Kollekte - Das Religionsblog
Darüber spricht man nur mit rollendem R
09.08.2011 | | 0 Kommentar(e)
Es muss nicht immer ein Wunder sein. Manchmal reicht auch christliche Nächstenliebe
„Wunder“ spricht man richtig nur mit rollendem R. Wie Zarah Leander in ihrem Mega-Hit „Ich weiß, es wird einmal ein Wunder gescheh'n“. „Wenn ich glauben müsste, dass mich niemand liebt“, singt die Diva in der zweiten Strophe, „ach, das wär schwer.“ Ja, es wäre schwer und schade, wenn wir uns nicht mehr wünschen könnten, dass die Wahrscheinlichkeitsrechnung für uns am Ende auf der freundlichen Seite auskommt. Oder dass die Naturgesetze, diese in Formeln gefassten Welträtsel, nicht unbeeinflussbar der Logik folgen, die wir in ihnen beobachten. Lesen Sie in unser neuen Ausgabe, was Politiker, Gläubige und Arbeitsmediziner über Wunder sagen können.

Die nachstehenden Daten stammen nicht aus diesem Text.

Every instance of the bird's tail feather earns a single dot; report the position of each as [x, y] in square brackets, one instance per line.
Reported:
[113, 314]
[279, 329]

Manchmal aber braucht es gar kein Wunder, um Freude zu stiften. Dann reichen christliche Nächstenliebe und die Verbundenheit, wie sie unter
vielen Christ-&-Welt-Lesern herrscht. In der vergangenen
Woche war an dieser Stelle über Professor Viktor Popov aus Wolgograd zu lesen. Schon seit 1962 liest er Christ & Welt und die Vorgänger-Zeitungen. Bezahlen konnte und kann Popov den Bezug nicht. Jetzt drohte er abgeschnitten zu werden, weil ein Versand ins Ausland für den Verlag technisch zu aufwendig ist.
Nun meldeten sich unsere Leser Dieter Lührs und Günter Reimann mit einem wunderbaren Vorschlag: Sie boten an, Exemplare nach Wolgograd weiterzusenden, auf eigene Kosten. Manchmal kommt Großmut unverhofft. Wir bedanken uns.